Step #1: Classification Training
The image classification lab will use four important links from the left-hand navigation pane throughout the course of the lab. The Openshift Grafana dashboard is used to visualize GPU metrics like GPU utilization during model training.
Lab Architecture
The lab has already been deployed as a helm chart on the Openshift cluster. The microservices deployed as part of the helm chart are shown in the diagram below. The helm chart creates three services and three deployments objects. One service-deployment pair for training Jupyter notebook, one for model deployment on the Triton Inference server and one for hosting a client application Jupyter Notebook which talks to the Triton Inference Server Kubernetes Service. The Training Jupyter pod and the Triton Inference server pod are connected to a Persistent Storage through a Persistant Volume Claim.

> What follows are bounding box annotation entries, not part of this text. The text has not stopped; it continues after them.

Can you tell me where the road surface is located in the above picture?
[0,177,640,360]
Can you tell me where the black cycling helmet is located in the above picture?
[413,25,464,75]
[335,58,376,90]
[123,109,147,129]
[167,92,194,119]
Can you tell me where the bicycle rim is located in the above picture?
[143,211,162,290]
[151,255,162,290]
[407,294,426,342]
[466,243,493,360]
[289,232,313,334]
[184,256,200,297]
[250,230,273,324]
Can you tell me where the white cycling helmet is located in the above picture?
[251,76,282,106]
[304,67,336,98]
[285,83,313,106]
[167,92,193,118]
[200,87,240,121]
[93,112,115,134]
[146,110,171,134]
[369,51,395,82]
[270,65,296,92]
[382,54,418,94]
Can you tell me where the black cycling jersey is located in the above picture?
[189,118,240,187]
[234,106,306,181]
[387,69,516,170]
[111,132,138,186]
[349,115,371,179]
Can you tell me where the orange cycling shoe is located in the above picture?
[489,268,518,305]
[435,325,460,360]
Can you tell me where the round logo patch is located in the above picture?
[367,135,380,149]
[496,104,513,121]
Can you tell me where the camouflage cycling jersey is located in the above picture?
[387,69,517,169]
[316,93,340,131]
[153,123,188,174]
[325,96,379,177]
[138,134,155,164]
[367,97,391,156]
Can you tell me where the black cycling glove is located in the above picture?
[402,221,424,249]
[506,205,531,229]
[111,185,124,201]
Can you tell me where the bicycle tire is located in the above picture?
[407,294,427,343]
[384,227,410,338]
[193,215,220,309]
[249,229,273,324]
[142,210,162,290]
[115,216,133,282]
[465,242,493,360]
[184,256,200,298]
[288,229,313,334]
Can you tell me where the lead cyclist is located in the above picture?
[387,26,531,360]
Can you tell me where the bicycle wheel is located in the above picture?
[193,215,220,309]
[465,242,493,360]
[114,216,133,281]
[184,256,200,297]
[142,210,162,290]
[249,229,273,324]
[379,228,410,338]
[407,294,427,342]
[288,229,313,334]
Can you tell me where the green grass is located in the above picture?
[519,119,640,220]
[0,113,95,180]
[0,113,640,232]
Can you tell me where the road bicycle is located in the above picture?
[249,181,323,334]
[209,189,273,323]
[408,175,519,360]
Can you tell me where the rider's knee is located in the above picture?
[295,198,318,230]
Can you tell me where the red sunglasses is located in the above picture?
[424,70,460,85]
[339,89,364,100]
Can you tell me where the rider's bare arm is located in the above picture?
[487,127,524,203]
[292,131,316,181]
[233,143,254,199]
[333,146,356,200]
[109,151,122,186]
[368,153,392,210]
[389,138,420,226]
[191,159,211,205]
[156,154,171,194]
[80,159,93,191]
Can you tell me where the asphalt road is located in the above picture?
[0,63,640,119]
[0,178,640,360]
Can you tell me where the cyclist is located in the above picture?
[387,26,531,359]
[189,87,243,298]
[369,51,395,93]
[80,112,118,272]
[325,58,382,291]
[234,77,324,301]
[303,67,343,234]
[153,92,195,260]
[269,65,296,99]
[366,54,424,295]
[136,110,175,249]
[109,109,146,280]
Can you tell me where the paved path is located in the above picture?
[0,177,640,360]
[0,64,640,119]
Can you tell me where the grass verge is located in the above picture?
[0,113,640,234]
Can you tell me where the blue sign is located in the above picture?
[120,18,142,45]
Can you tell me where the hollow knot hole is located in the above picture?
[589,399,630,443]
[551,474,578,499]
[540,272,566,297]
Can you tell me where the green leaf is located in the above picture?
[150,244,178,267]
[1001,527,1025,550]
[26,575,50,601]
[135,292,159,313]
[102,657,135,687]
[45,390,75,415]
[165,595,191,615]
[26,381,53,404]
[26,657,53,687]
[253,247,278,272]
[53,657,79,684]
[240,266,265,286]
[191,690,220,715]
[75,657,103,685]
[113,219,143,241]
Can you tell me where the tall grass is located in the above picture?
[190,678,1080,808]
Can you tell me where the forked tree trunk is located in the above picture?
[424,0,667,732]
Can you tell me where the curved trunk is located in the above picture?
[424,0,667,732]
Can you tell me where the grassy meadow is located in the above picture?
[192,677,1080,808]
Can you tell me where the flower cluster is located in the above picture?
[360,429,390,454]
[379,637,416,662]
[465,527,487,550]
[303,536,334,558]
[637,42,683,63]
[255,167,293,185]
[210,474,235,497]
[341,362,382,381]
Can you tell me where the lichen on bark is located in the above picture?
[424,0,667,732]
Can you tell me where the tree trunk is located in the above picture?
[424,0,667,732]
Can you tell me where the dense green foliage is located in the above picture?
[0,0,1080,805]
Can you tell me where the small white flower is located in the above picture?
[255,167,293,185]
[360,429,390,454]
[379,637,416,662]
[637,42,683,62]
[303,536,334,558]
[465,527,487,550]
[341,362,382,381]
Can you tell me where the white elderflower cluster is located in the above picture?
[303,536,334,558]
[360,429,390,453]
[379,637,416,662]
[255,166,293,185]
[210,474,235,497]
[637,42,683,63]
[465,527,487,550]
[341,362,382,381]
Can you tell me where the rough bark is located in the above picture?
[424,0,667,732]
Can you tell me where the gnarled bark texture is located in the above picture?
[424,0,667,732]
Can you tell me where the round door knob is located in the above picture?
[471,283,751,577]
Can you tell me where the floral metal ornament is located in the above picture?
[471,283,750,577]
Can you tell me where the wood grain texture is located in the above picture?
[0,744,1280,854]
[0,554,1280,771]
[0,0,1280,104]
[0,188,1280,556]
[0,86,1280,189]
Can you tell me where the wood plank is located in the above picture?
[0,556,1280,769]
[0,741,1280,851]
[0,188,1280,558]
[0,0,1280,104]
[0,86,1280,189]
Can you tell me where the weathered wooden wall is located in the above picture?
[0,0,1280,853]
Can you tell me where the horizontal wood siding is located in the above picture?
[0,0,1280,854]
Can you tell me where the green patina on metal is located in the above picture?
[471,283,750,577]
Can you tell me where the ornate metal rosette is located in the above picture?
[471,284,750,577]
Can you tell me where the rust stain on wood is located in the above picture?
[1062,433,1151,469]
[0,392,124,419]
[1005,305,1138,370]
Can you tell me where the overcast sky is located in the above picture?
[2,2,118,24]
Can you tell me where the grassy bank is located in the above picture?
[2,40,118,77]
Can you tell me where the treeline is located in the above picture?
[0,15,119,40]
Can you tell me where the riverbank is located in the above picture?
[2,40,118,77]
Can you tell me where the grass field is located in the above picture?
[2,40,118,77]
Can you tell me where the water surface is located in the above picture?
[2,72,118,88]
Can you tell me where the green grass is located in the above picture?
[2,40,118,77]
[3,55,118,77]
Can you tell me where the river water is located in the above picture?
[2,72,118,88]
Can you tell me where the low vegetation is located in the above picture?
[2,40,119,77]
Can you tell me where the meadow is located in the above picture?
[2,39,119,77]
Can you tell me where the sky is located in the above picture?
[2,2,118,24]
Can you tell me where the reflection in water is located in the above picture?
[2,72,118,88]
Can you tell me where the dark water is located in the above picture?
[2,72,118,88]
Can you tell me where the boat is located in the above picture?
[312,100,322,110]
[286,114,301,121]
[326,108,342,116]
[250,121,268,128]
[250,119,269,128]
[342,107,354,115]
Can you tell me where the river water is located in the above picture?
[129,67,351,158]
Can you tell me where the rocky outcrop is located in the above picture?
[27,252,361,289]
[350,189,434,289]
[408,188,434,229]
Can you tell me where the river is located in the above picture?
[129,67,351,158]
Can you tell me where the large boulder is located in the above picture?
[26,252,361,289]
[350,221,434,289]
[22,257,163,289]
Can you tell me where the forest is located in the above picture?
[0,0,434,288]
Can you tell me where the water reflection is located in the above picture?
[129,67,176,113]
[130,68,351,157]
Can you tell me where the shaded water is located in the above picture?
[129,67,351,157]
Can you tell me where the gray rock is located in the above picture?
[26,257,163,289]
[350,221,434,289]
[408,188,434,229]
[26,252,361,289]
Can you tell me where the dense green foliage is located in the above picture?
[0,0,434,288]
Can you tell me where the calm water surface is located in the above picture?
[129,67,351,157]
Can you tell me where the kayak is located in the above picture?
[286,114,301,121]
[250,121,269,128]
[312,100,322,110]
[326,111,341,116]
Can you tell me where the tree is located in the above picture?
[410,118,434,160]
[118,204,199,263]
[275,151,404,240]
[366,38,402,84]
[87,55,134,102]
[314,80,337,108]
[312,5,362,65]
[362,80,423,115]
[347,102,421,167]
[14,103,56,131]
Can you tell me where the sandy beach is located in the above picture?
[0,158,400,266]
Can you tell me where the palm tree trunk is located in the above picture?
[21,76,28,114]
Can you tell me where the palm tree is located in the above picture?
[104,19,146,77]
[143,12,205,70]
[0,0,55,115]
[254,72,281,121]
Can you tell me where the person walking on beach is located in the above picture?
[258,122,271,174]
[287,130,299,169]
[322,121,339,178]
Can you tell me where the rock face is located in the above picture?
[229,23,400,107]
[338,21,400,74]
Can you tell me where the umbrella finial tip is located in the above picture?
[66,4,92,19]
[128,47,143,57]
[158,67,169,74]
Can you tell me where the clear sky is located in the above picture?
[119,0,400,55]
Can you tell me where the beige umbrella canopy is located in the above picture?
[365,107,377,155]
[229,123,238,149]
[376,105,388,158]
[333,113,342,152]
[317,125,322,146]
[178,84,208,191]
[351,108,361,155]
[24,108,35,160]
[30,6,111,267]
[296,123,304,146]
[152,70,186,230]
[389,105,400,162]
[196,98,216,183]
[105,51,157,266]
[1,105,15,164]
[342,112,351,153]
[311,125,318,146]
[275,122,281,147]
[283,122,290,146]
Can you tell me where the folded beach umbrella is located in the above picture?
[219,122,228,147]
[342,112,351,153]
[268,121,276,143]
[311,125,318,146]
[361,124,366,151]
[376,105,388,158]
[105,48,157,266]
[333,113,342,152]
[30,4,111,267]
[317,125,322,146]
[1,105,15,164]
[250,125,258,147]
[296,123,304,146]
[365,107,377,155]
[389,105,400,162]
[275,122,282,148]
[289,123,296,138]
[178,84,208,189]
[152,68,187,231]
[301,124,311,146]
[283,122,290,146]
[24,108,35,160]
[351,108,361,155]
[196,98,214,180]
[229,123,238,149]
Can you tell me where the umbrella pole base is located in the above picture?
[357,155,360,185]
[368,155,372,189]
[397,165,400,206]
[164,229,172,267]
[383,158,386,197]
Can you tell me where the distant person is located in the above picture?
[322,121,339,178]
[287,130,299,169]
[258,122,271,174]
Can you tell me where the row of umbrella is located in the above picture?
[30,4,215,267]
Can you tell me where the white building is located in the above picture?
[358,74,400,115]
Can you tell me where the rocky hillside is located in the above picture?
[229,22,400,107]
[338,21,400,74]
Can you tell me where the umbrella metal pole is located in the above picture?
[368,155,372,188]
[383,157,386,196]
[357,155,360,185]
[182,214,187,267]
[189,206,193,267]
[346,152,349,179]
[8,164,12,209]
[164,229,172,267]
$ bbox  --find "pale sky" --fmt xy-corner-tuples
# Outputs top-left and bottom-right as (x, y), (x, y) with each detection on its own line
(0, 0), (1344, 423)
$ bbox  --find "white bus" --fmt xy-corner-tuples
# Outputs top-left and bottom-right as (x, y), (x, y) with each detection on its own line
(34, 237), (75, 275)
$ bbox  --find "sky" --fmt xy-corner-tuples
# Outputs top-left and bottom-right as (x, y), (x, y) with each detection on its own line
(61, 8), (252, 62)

Containers are immutable, meaning that when a container shuts down, all the data created during its lifetime is lost. Therefore there is a need for containers to have a place to store information persistently, Kubernetes provides a persistent storage mechanism for containers and based on a Persistent Volume. The Training Jupyter Notebook Pod saves the trained model on this Persistent Volume and the Triton Inference Server reads and hosts the model from the same persistent volume. The helm chart is available for your review and perusal using the System Console link on the left in the home directory (/home/nvidia/image-classification). Please feel free to go through it.
In this portion of the lab, the machine learning workflow is explored:
Examine and understand data.
Build an input pipeline.
Build the model.
Train the model.
Test the model.
Save the model into Triton Inference Server format.
Open and run through the image classification training Jupyter Notebook with image classification to train a mobilenet model on the Stanford Online Products dataset to get started.
Grafana dashboard
During the model you can use the Openshift Grafana Dashboard link on the left to open a dashboard to monitor GPU metrics like GPU Utilization and temperature etc.
Below are the credentials for the Grafana Dashboard
Username: nvadmin
Password: nvopenshift
Once you open the dashboard you can click on the seach icon and select NVIDIA DCGM Exporter dashboard to get access to a GPU metrics dashboard.
To run a cell on the Jupyer Notebook, click on the cell you want to run and press enter Shift + Enter. Linux bash commands can be run inside the Jupyter Notebook by adding a bang symbol (!) before the command inside the Jupyter Notebook cell.